The Portuguese imported cassava to Africa from South America, and the starchy plant has become a staple food for many Africans, the Economist reports.

But the cassava plants that have thrived in Africa only represent a small portion of its genetic diversity, limiting farmers' abilities to increase yields and select for other traits. One way to increase diversity would be to introduce additional plants from South America, but those plants are susceptible to cassava mosaic disease, while the established African plants are not, the Economist adds.

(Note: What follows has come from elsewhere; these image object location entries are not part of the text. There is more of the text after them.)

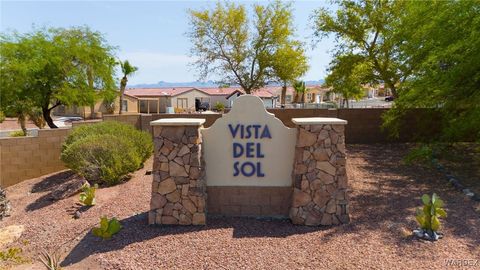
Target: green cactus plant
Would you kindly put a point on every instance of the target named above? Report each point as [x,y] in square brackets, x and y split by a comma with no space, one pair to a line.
[429,216]
[87,197]
[107,228]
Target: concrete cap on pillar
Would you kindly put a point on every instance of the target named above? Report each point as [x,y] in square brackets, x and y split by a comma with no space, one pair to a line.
[318,121]
[178,122]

Instead, the NextGen Cassava project, led by Chiedozie Egesi from the National Root Crops Research Institute in Nigeria, are scouring the SNPs found in more than 6,000 cassava specimens collected from different parts of Africa for ones that mark certain desirable phenotypes. So far, Egesi and his colleagues have uncovered a hundred specimens with promising features and have crossed them to yield some 10,000 hybrids, the Economist reports. They then checked the SNP patterns against the desired traits, with an eye to resistance to cassava mosaic disease, and started the cycle over again — they are now on the third cycle, and plan to do a fourth.

"The prize for all this effort would be to put cassava on a par with the improved crops of the rich world," the Economist says. "It might even become, like them, more of an industrial cash crop than something just grown for the pot, as is often the case now."